На сапогах виконта Котантена была грязь, в руках он держал плеть и перчатки. Годы, быть может, и припорошили снегом его густые каштановые волосы, но держался он прямо, а на теле не было и капли лишнего жира. Виконт бодро пересек комнату и пожал руку Вильгельма.
— Извините, ваша милость, приехал, как только смог, причем очень издалека. Ваш гонец не застал меня дома. Но зачем я вам понадобился? Фицосборн что-то начал мне объяснять, но посоветовал лучше найти вас и узнать все из первых уст.
Лорд Сангели, немного придя в себя, проворчал:
— Вы приглашены не для чего иного, как для безумного путешествия. Лучше сразу уходите, а то и вас обведут вокруг пальца, как только что сделали со мной! — Он мрачно покачал головой. — Ох, слишком хорошо я вас знаю, сеньор! Все хитрите, чтобы любого подчинить своей воле. Но, Бога ради, Вильгельм, мой господин, всегда помните, что вы не сможете выступить в поход без людей Тури!
Герцог от души расхохотался, все еще сжимая руку Сен-Совера.
— Нель, я собираюсь в Англию отобрать у Гарольда Годвинсона обещанное мне королевство. Ты мне нужен, пойдешь со мной?
— С удовольствием, давайте запишем это на пергаменте. Вам нужны корабли? Так я могу дать несколько судов. Пошлите за писцом, ваша милость, пусть напишет мое имя. Ты тоже идешь, Тессон?
— Ну что ты!
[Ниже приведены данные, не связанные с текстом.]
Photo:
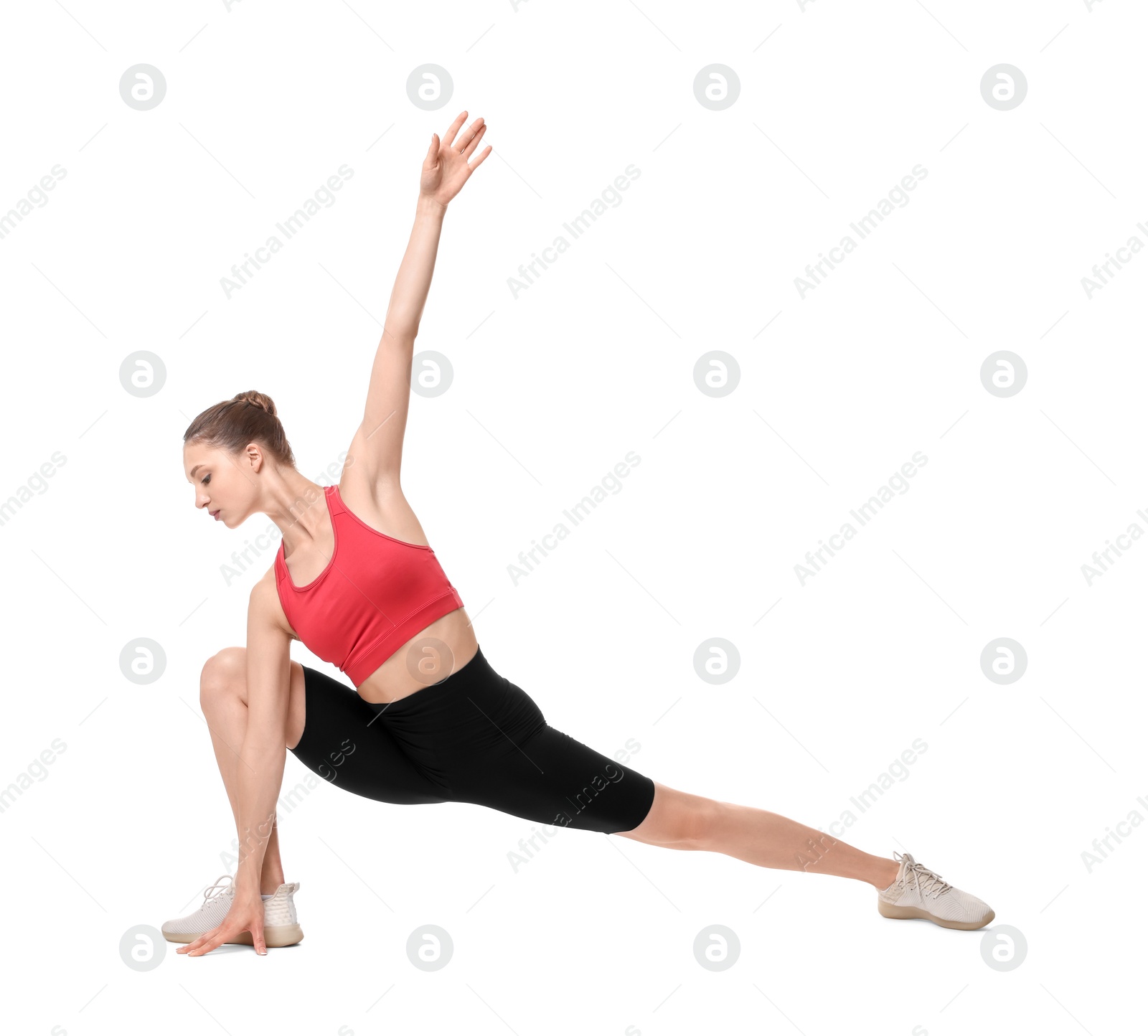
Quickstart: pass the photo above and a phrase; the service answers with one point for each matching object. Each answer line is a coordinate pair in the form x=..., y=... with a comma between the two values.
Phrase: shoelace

Непременно останусь, Предводитель Соколов, тогда как ты так и прешь вперед! — сварливо ответил Тессон. — Сколько даешь людей? Обязуюсь выставить больше.
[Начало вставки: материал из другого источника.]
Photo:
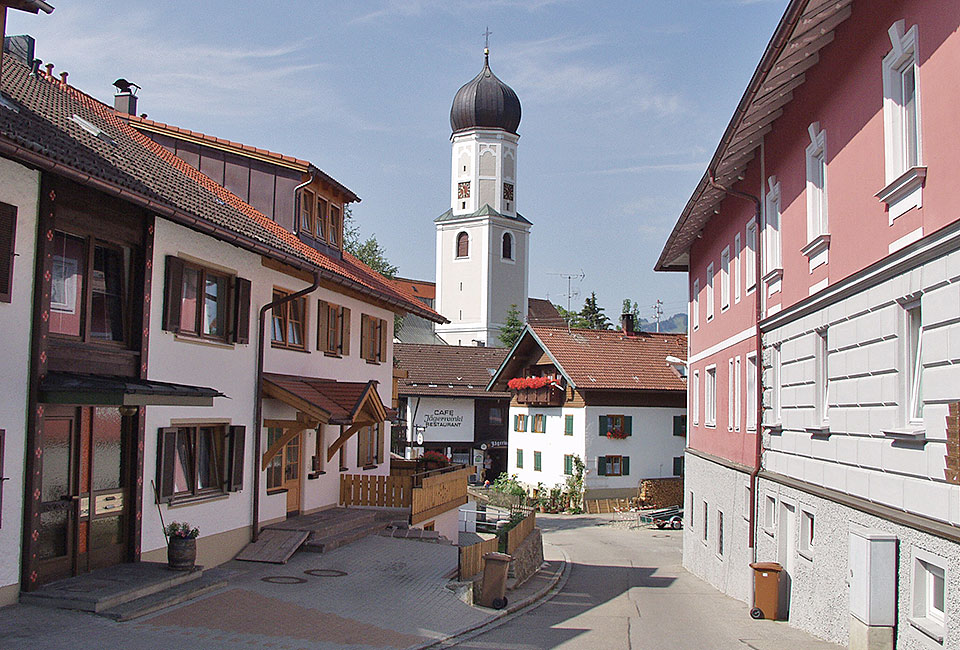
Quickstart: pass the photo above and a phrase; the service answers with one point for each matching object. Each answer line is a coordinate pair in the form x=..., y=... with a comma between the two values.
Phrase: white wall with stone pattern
x=723, y=489
x=20, y=187
x=820, y=598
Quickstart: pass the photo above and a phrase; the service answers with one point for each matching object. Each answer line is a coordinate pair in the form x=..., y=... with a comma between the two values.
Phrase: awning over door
x=351, y=404
x=76, y=388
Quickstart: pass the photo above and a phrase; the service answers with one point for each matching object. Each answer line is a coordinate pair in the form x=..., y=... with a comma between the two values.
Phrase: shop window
x=289, y=322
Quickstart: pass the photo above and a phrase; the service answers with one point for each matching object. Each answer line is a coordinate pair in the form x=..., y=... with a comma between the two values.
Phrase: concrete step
x=208, y=582
x=322, y=542
x=109, y=587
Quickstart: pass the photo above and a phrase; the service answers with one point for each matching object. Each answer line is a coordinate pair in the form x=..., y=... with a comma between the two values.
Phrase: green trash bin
x=766, y=590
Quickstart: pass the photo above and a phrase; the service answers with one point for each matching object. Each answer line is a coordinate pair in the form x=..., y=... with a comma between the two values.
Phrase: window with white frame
x=929, y=594
x=710, y=397
x=914, y=363
x=725, y=279
x=771, y=226
x=709, y=289
x=737, y=395
x=901, y=122
x=736, y=268
x=750, y=257
x=696, y=397
x=807, y=531
x=822, y=380
x=730, y=397
x=695, y=305
x=752, y=392
x=816, y=183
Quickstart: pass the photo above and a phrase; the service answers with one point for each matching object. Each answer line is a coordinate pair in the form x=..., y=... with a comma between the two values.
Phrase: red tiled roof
x=343, y=400
x=119, y=159
x=609, y=360
x=448, y=370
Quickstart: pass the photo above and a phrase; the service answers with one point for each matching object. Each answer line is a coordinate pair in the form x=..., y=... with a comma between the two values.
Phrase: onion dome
x=485, y=102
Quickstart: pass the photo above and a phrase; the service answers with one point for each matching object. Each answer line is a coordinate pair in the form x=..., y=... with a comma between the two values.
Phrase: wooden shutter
x=323, y=319
x=166, y=456
x=8, y=236
x=172, y=293
x=382, y=333
x=680, y=425
x=241, y=311
x=238, y=440
x=344, y=331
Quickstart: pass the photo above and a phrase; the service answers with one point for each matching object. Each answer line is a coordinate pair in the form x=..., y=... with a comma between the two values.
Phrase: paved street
x=627, y=589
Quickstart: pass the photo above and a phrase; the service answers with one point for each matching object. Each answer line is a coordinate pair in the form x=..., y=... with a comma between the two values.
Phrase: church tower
x=482, y=241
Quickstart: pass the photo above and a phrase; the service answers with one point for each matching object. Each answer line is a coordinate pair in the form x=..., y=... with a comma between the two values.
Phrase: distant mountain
x=676, y=324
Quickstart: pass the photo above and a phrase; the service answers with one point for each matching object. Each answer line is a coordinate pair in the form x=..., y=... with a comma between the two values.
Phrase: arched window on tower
x=507, y=249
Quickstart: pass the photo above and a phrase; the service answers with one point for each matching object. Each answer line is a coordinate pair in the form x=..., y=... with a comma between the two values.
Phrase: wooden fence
x=438, y=494
x=518, y=533
x=381, y=491
x=470, y=562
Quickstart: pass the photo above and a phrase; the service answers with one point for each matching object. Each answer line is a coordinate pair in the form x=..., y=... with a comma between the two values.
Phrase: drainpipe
x=258, y=394
x=759, y=383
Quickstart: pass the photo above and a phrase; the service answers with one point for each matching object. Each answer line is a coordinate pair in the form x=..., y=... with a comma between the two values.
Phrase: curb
x=499, y=617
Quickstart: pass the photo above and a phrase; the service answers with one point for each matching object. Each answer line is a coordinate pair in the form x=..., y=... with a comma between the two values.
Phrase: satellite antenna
x=571, y=291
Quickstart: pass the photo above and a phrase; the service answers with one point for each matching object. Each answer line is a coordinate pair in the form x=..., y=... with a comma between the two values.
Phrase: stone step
x=323, y=543
x=210, y=581
x=109, y=587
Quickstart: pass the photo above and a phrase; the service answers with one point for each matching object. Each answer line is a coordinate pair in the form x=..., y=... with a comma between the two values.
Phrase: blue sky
x=623, y=105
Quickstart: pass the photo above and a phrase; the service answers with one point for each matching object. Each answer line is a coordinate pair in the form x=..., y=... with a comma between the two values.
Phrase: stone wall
x=661, y=492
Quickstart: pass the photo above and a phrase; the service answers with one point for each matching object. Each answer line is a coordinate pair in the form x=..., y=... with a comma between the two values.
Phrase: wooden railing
x=380, y=491
x=518, y=533
x=435, y=494
x=470, y=562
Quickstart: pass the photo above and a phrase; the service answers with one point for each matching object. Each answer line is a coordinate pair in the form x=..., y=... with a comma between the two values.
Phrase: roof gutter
x=201, y=225
x=779, y=40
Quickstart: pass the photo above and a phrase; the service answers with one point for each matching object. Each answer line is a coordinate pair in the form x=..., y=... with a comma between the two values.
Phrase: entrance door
x=291, y=475
x=787, y=552
x=84, y=513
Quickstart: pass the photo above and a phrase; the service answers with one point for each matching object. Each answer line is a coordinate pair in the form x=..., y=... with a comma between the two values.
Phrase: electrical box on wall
x=872, y=576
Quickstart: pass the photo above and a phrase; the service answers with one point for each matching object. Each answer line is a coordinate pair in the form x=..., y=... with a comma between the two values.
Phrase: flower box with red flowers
x=538, y=391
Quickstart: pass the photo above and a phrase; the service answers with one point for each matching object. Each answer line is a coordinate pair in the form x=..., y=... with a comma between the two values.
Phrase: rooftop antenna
x=571, y=291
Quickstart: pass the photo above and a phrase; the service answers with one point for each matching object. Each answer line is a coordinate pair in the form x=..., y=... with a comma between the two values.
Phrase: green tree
x=512, y=327
x=593, y=315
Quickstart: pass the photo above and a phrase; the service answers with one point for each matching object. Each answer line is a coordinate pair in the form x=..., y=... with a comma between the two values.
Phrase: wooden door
x=291, y=475
x=84, y=508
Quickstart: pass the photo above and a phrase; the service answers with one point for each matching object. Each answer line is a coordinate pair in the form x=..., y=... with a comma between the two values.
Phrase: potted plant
x=182, y=546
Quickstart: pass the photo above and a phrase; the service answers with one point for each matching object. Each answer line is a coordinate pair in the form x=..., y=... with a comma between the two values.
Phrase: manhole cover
x=325, y=573
x=284, y=580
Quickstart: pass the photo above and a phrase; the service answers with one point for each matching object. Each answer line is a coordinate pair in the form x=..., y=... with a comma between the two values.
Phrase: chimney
x=125, y=102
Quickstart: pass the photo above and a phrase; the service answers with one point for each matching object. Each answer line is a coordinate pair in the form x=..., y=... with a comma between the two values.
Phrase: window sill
x=183, y=502
x=817, y=251
x=933, y=630
x=908, y=433
x=904, y=192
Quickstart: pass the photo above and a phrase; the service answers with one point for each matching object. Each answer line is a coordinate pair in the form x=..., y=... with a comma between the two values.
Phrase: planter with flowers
x=537, y=391
x=182, y=546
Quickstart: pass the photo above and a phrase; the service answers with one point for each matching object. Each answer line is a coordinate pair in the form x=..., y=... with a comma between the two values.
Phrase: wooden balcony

Изо всех сил сохраняя серьезность, герцог ударил в гонг, стоящий на столе, вызвав писца. Имена Сен-Совера и Тессона были старательно выведены на пергаменте и скреплены их печатями. Друзья ушли вместе, а Вильгельм послал за лордами Мойона, Трегоза и Маньевилля.
Один за другим самые знатные бароны говорили с ним с глазу на глаз. Список имен впечатляюще увеличился, отказать герцогу означало проявить нелояльность. Волей-неволей бароны давали обещания и скрепляли их своими печатями, а те, кто уже сдался, хотели, чтобы и оставшихся принудили разделить с ними данные обязательства. Совет в Лильбоне закончился полной победой герцога. Вассалы постепенно переходили от состояния неохотного согласия к воодушевлению, и делом чести для них стало стремление не дать соседу перещеголять себя в обещаниях. Обсуждались вопросы строительства флота. Жильбер, архиепископ Лизье, отправился в Рим, напичканный инструкциями на все случаи жизни, а сам Вильгельм на церковном соборе, состоявшемся через несколько недель в Бонневилле, сделал Ланфранка аббатом монастыря Святого Этьена, который был построен в Кане согласно епитимье, наложенной на герцога при вступлении в брак.